In the official Edinburgh North and Leith campaign office, I met a member of the Scottish Socialist Party, a member of the Radical Independence Campaign, people who had never participated in political activity before this, a retiree, students, a guy from Madrid. I was a welcome presence as a person from London and was informed a Canadian man who had given up his job was expected, as well as a woman from Catalonia. The fact that activists are coming from all over the world, while many Scots are becoming active for the first time, shows how powerfully Scottish Independence has gripped people’s imagination on a global level. I recently saw a video of solidarity with vox pops from Galicia, Basque country, Wales, Catalonia, Italy and more. In Germany, I hear, people are referring to it as ‘The Caledonian Spring.’
There is something distinctly internationalist and exciting about this. This is a key window of opportunity to assist in challenging the UK establishment, enabling a reformation of an English political setup. A progressive blow to the ingrained neoliberal status quo, impervious to actual democracy, and which we have opposed for years. People in Scotland can see this as a clear alternative path to the growing inequality that benefits an entrenched elite, and they acknowledge that the Westminster system is impermeable to any other agenda. It’s an active rejection of the narrative of ‘all is well, business as usual’. It’s a means of breaking through the media silence, the injustice.
And issues like Republicanism and land reform? As one SNP activist says, ‘first things first, one step at a time’.
Trust in the mainstream media, particularly the BBC, has collapsed for many. Labour as a party is severely compromised by its increasing desperation and vilification of Yes voters, and is widely seen as having been exposed as a lackey of the elites. These are all healthy things.

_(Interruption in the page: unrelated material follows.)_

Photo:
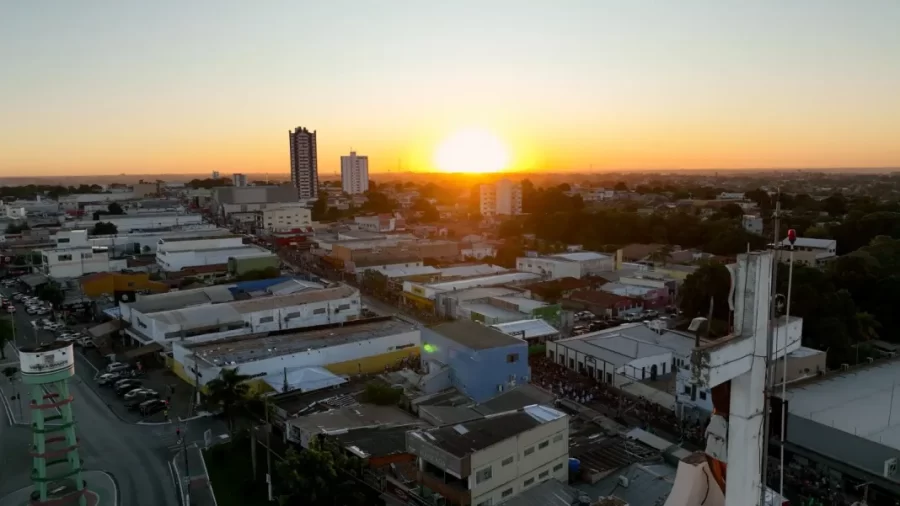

The vacuum left by that trust is rapidly being filled with online citizen media, grassroots networks of political campaigning, and a renewed democratic confidence. It has caught the public imagination precisely because it is an achievable, popular goal. People feel confident that this is actually possible. It’s like a prison break plan that could work. It is an intellectual flourishing, constant town hall discussions and doorstep conversations have created a new political sphere within the shell of the old.
The cultural and artistic flourishing of creativity is like an atomic explosion of energy, the poetry, plays, songs, art, music videos, badges, leaflets, books, visual online memes, flags, posters keep on coming. It empowers the spirit of the movement, there is an old fire engine beautifully painted in blue called the Spirit of Independence. This kind of decentralised do-it yourself attitude to activism is the sign of a sure ‘idea whose time has come’ as Victor Hugo so powerfully put it, a genuine grassroots campaign within the community. Twitter also complements this movement as a sort of ‘hive mind’ in which ideas can be formulated and new memes such as #IgnoreFarage become popular.
Removal of Trident and ending the cuts agenda of austerity, ejection of the aggressive right-wing politics of too much of the south east of England are constantly raised as the benefits of Independence. The left in England must recognise the importance of this progressive culture and must welcome this movement with open arms.
The fight is by no means won, however. The campaign needs as much financial, moral and physical support as we can give, from London and internationally. Imagine the inspiration for people seeking local democracy and progressive politics away from neoliberalism in Catalonia, Wales, Basque country, Galicia, Quebec and elsewhere.
Whatever the outcome, Robin McAlpine, director of the Jimmy Reid Foundation, quoted a pensioner who inspired him, involved in activity, ‘See, when this is over, I’m not going back to my sofa’.